La muerte bajo custodia del exconcejal del Partido Socialista Unido de Venezuela (PSUV) José Manuel García Sabino, ocurrida la noche del pasado sábado 9 de mayo en los calabozos de la Policía Municipal de Anaco, estado Anzoátegui, ha desatado una ola de denuncias y exigencias de justicia. El fallecimiento se produce en un contexto sumamente delicado, tras las previas acusaciones del dirigente político sobre presuntos actos de corrupción en la Alcaldía y el Concejo Municipal de la localidad, lo que ha llevado a diversos actores políticos y defensores de derechos humanos a calificar el suceso como un "crimen de Estado" y a demandar una investigación exhaustiva e independiente.
Un deceso bajo la sombra de la denuncia
José Manuel García Sabino, quien había ocupado un asiento en el Concejo Municipal de Anaco, se encontraba recluido bajo la tutela del Estado cuando su vida se extinguió. La noticia fue divulgada inicialmente por el abogado Zair Mundaray a través de sus plataformas digitales, quien no solo confirmó el deceso sino que también lo vinculó directamente con las denuncias de corrupción que García Sabino había articulado. Según Mundaray, el exconcejal había señalado irregularidades en la gestión de la Alcaldía y el Concejo Municipal de Anaco, una acción que, a su juicio, le valió una "persecución, amenazas y un expediente por estafa" que culminó con su detención.

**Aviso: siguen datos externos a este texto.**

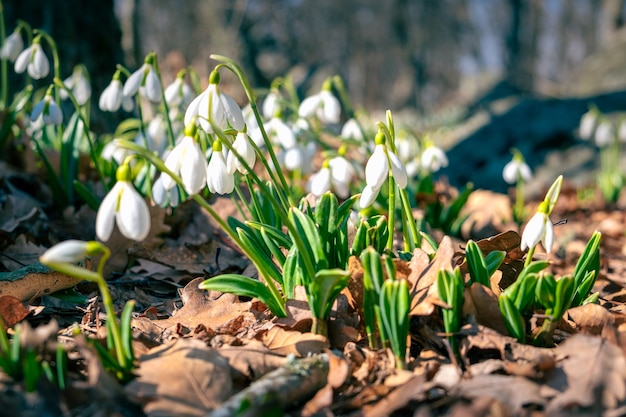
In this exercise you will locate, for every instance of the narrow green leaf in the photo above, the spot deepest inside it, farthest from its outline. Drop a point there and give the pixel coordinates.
(247, 287)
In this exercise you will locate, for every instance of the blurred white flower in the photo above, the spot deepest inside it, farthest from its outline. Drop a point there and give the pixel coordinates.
(587, 124)
(178, 93)
(433, 159)
(186, 160)
(68, 251)
(605, 133)
(13, 45)
(352, 130)
(49, 111)
(146, 81)
(126, 207)
(33, 59)
(244, 148)
(79, 84)
(515, 169)
(324, 105)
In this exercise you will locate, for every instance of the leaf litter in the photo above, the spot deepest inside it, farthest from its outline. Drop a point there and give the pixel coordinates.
(201, 353)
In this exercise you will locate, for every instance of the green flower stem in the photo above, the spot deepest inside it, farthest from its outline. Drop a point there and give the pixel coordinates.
(107, 301)
(518, 211)
(3, 64)
(55, 59)
(391, 215)
(166, 110)
(156, 161)
(529, 256)
(92, 150)
(231, 65)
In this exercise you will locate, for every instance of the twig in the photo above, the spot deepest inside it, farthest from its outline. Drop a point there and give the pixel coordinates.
(290, 384)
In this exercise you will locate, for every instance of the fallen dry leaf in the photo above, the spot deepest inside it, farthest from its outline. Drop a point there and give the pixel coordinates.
(592, 373)
(481, 302)
(287, 342)
(12, 311)
(181, 378)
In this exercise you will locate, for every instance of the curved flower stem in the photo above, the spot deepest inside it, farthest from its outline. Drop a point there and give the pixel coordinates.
(92, 150)
(166, 110)
(160, 165)
(55, 59)
(231, 65)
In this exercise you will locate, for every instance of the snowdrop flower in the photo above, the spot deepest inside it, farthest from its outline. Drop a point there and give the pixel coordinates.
(112, 96)
(320, 183)
(218, 179)
(79, 84)
(324, 105)
(48, 109)
(126, 207)
(539, 228)
(145, 80)
(377, 171)
(178, 93)
(244, 148)
(271, 104)
(352, 130)
(13, 45)
(224, 110)
(113, 152)
(516, 169)
(33, 59)
(187, 161)
(68, 251)
(433, 159)
(605, 133)
(588, 123)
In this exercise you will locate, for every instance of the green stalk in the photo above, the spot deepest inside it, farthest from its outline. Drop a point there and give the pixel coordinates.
(231, 65)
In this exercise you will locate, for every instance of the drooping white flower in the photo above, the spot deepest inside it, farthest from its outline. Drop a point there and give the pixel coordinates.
(146, 81)
(244, 148)
(516, 168)
(377, 170)
(538, 229)
(588, 123)
(112, 96)
(68, 251)
(433, 159)
(48, 110)
(271, 104)
(113, 152)
(79, 84)
(320, 182)
(34, 59)
(352, 130)
(186, 160)
(126, 207)
(605, 133)
(178, 93)
(324, 105)
(13, 45)
(224, 110)
(218, 179)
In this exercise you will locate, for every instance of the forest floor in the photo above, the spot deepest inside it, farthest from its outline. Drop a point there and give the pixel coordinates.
(196, 350)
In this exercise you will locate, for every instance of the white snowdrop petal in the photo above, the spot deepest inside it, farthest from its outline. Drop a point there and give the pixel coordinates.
(105, 219)
(133, 217)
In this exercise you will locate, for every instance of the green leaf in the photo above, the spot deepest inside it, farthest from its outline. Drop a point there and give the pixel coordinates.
(324, 289)
(247, 287)
(513, 319)
(476, 264)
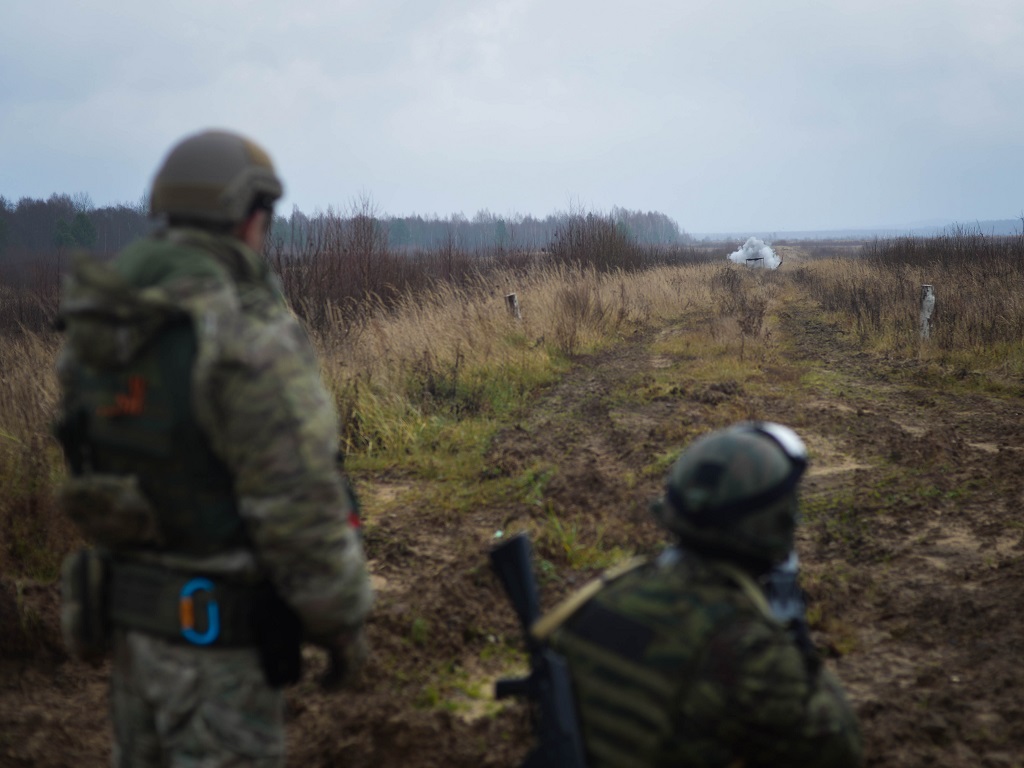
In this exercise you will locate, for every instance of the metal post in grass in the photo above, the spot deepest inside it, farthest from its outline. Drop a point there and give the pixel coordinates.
(512, 302)
(927, 307)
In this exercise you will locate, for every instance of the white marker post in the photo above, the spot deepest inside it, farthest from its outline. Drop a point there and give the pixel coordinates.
(927, 307)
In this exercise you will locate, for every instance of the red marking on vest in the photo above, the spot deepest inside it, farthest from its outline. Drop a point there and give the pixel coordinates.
(127, 404)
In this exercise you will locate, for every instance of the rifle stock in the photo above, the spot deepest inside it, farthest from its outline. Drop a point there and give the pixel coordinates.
(549, 684)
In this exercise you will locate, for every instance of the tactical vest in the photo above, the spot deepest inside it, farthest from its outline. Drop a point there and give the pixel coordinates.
(626, 678)
(135, 420)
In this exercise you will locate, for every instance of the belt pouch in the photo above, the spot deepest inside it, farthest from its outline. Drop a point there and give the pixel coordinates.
(83, 605)
(279, 636)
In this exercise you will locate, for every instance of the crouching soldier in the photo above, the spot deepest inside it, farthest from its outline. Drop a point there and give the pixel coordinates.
(201, 444)
(699, 657)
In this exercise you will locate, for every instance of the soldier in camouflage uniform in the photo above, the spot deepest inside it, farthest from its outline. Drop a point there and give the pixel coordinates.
(202, 450)
(681, 660)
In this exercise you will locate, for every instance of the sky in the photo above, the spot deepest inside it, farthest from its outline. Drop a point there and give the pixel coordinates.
(729, 116)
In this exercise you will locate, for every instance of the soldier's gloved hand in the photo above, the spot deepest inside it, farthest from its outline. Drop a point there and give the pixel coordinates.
(346, 654)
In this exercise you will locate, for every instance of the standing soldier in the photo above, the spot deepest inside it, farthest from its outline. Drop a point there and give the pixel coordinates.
(201, 444)
(683, 660)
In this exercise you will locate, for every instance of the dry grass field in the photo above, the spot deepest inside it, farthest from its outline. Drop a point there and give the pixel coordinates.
(462, 424)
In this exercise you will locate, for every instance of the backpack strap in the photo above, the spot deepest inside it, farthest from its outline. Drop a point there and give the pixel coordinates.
(555, 617)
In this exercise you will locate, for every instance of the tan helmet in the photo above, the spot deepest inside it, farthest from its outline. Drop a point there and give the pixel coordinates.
(214, 177)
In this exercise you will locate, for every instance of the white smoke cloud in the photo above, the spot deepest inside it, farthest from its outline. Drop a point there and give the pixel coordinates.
(755, 253)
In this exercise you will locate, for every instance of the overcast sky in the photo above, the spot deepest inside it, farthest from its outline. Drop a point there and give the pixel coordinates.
(726, 115)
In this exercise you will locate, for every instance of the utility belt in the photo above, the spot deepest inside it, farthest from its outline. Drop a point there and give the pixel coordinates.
(101, 593)
(184, 607)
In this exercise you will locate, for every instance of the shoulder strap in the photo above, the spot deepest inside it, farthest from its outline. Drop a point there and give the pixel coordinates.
(749, 586)
(555, 617)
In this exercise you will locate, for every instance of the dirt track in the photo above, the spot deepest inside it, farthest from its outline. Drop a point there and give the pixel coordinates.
(911, 548)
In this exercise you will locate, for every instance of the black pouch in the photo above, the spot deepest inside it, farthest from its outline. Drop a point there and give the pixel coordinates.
(84, 614)
(279, 634)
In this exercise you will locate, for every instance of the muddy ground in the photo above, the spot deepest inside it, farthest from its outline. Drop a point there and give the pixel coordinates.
(912, 555)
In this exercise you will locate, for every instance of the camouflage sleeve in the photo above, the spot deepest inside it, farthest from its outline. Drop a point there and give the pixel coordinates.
(260, 396)
(778, 709)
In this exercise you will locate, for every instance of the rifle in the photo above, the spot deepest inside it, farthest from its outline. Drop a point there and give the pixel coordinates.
(548, 685)
(785, 597)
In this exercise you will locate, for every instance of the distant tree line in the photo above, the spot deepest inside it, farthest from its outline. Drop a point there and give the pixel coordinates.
(31, 228)
(300, 233)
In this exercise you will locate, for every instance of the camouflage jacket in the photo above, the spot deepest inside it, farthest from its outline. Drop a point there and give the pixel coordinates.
(257, 395)
(675, 665)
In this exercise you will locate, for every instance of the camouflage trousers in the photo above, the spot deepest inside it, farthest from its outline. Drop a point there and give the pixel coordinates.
(176, 706)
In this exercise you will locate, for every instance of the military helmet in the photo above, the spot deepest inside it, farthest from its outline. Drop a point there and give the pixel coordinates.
(214, 177)
(733, 493)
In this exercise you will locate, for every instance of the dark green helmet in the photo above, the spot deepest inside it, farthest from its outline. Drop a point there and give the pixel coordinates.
(214, 177)
(733, 493)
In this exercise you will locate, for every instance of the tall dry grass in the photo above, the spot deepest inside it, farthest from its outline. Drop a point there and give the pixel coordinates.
(399, 371)
(978, 322)
(33, 536)
(455, 350)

La gravedad de la situación se intensifica al considerar que Mundaray apunta directamente a figuras específicas en su denuncia. El jurista ha señalado al alcalde de Anaco, Jesús Ríos, junto a los concejales Edgar Torres y Jean Caraballo, como los responsables de la presunta trama de acoso y montaje judicial contra García Sabino. Estas acusaciones, aún pendientes de verificación oficial, pintan un cuadro preocupante donde la denuncia de corrupción dentro de las filas del propio partido gobernante parece haber tenido consecuencias fatales para el denunciante. El hecho de que García Sabino, un miembro del PSUV, muriera en custodia estatal tras haber señalado a otros funcionarios del mismo partido, subraya una fractura interna y una potencial represión de la disidencia, incluso dentro de las estructuras del poder establecido.